Defence Housing Authority is a supposedly private housing real estate company that constructs and manages the most elite suburban areas in Pakistan. The organization is famous for being a part of the military encroachment into Pakistani public life. DHA is mostly run by retired army officers and is said to favour others from the military fraternity. In addition to being a shameful reminder of the way, state institutions are willing to meddle in anything that isn’t in their job description, what is most troubling is the organization’s lack of accountability.
Whether it is the fact that in Karachi, more recent phases of DHA, as well as other housing projects, were built on top of land that acted as a natural drain for Karachi’s rainwater, or the fact that all of their sewage flows untreated into the sea, DHA is not held accountable for its actions. Most recently DHA Multan allegedly took part in an act of pure brutality towards the environment. Pictures on social media showed that they had cut down several hundred of Mango trees in Multan, to make a home for more elite housing projects. If Pakistan’s judicial system is impartial and even remotely functional, they should ask DHA about these incidents and hold them to account.
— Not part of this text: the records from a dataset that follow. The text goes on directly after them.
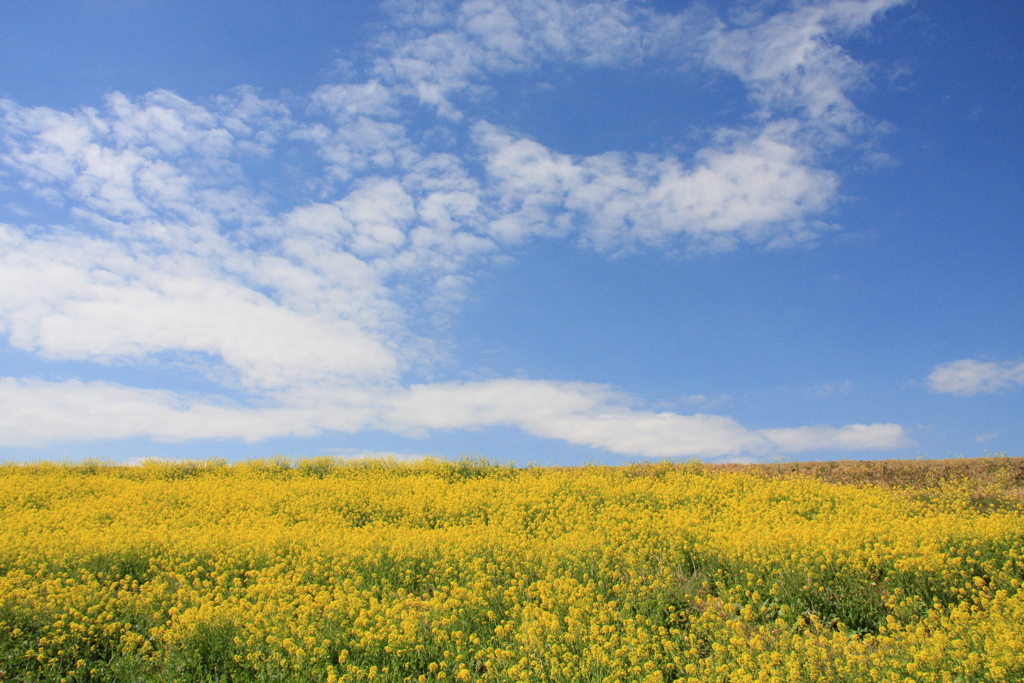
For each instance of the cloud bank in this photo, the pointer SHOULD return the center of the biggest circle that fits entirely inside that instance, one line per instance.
(298, 255)
(969, 377)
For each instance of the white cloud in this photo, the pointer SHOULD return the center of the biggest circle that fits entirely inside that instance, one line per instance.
(34, 413)
(968, 377)
(304, 291)
(758, 188)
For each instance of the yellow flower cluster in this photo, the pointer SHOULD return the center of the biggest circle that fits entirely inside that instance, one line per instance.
(323, 570)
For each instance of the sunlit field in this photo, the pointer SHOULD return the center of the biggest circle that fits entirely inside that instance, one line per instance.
(322, 570)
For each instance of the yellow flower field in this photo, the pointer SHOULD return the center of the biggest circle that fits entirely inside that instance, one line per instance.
(320, 570)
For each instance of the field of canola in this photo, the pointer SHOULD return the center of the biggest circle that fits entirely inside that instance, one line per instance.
(321, 570)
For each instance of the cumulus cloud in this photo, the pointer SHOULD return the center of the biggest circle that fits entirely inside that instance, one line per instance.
(159, 231)
(969, 377)
(34, 412)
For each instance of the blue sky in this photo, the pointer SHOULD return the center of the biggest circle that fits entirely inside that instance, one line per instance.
(532, 229)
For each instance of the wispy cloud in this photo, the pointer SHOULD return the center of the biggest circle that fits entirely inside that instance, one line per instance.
(312, 296)
(969, 377)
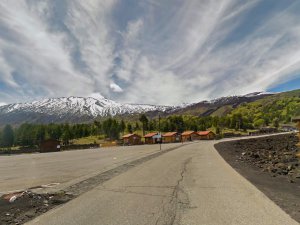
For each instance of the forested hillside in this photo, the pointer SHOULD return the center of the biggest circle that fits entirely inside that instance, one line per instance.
(279, 108)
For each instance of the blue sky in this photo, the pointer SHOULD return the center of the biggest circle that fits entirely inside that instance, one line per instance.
(150, 51)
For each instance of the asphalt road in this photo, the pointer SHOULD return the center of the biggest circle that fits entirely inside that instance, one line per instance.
(18, 172)
(187, 186)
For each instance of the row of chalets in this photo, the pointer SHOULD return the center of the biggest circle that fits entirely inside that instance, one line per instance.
(170, 137)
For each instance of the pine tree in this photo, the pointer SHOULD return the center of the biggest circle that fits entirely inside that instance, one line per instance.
(7, 136)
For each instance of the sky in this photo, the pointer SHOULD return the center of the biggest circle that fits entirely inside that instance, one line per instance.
(147, 51)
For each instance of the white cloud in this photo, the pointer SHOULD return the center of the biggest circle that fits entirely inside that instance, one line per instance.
(115, 88)
(174, 51)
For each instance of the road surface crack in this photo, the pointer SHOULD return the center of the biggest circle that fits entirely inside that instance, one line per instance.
(178, 202)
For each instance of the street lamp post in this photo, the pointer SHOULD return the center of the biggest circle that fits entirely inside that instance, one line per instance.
(159, 132)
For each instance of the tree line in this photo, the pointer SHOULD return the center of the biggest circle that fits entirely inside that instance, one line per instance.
(34, 134)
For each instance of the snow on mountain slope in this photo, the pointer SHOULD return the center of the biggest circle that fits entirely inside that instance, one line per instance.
(93, 106)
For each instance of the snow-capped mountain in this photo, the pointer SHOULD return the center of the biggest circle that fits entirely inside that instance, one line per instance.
(71, 109)
(80, 109)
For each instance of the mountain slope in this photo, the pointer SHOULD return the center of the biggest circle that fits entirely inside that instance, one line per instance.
(220, 106)
(281, 107)
(71, 109)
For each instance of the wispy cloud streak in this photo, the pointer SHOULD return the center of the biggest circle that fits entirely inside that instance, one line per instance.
(160, 52)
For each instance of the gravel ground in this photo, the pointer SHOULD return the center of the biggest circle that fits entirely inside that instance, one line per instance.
(278, 188)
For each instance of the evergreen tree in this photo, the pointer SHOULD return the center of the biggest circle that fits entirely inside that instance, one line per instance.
(7, 136)
(144, 120)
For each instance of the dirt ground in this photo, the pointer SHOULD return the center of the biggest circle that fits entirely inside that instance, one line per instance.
(284, 193)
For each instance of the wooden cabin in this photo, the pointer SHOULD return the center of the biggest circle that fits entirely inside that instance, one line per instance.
(189, 136)
(171, 137)
(297, 120)
(206, 135)
(50, 145)
(132, 139)
(152, 138)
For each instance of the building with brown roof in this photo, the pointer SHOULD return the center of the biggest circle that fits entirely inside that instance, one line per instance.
(297, 120)
(152, 138)
(206, 135)
(50, 145)
(189, 136)
(171, 137)
(132, 139)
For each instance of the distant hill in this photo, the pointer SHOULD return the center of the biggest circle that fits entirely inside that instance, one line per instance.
(78, 109)
(219, 107)
(70, 109)
(281, 107)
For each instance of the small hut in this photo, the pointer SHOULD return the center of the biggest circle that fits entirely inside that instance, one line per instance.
(297, 120)
(189, 136)
(152, 138)
(50, 145)
(171, 137)
(206, 135)
(132, 139)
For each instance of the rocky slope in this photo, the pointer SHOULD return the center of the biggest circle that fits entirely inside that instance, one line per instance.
(71, 109)
(79, 109)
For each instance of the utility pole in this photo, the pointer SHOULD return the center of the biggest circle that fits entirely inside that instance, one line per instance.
(159, 132)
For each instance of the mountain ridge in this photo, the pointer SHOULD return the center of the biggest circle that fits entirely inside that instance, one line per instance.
(83, 109)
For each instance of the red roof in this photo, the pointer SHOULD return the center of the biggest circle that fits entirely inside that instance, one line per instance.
(130, 135)
(169, 134)
(187, 133)
(204, 133)
(150, 134)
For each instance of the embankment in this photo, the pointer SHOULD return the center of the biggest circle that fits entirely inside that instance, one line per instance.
(271, 164)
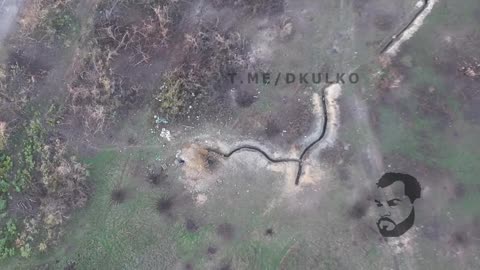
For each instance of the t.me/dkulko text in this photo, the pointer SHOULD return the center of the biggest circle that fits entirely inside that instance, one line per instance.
(293, 78)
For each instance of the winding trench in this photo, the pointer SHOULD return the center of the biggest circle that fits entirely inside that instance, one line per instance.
(301, 159)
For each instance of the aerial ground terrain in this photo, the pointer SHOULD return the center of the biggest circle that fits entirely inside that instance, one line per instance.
(166, 134)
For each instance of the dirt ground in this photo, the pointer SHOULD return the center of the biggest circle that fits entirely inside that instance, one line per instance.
(140, 92)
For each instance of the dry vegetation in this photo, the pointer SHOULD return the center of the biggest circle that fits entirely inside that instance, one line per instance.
(96, 91)
(48, 22)
(209, 56)
(3, 135)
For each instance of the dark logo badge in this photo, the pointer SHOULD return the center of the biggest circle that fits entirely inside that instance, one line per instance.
(397, 193)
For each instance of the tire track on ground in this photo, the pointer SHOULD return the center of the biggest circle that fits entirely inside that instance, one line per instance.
(394, 39)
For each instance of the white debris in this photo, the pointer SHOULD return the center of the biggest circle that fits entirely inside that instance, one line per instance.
(166, 134)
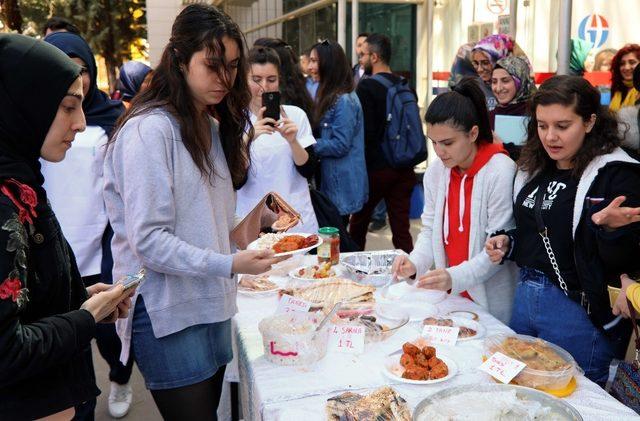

Sadly it is not just DHAs complete disregard for the environment, which is fuelled by a profit motive and is evident through these violent attacks on mother nature, their indifference towards the environment runs much deeper. The streets in DHA are not meant for walking on. There are virtually no sidewalks, no pedestrian overpasses even for the busiest streets and no benches for the elderly to rest on. The DHA administration only caters to cars, and the traffic jams they cause, by widening roads and destroying green belts. They do not consider that by increasing sidewalks and making DHA more walkable they can discourage the use of cars and encourage people to walk. Those who are forced to walk every day are invisible to DHAs administration. They do not care about the poor that have no other option but to walk.
The problem is not that they don’t know what we are doing wrong, it is that they don’t seem to care.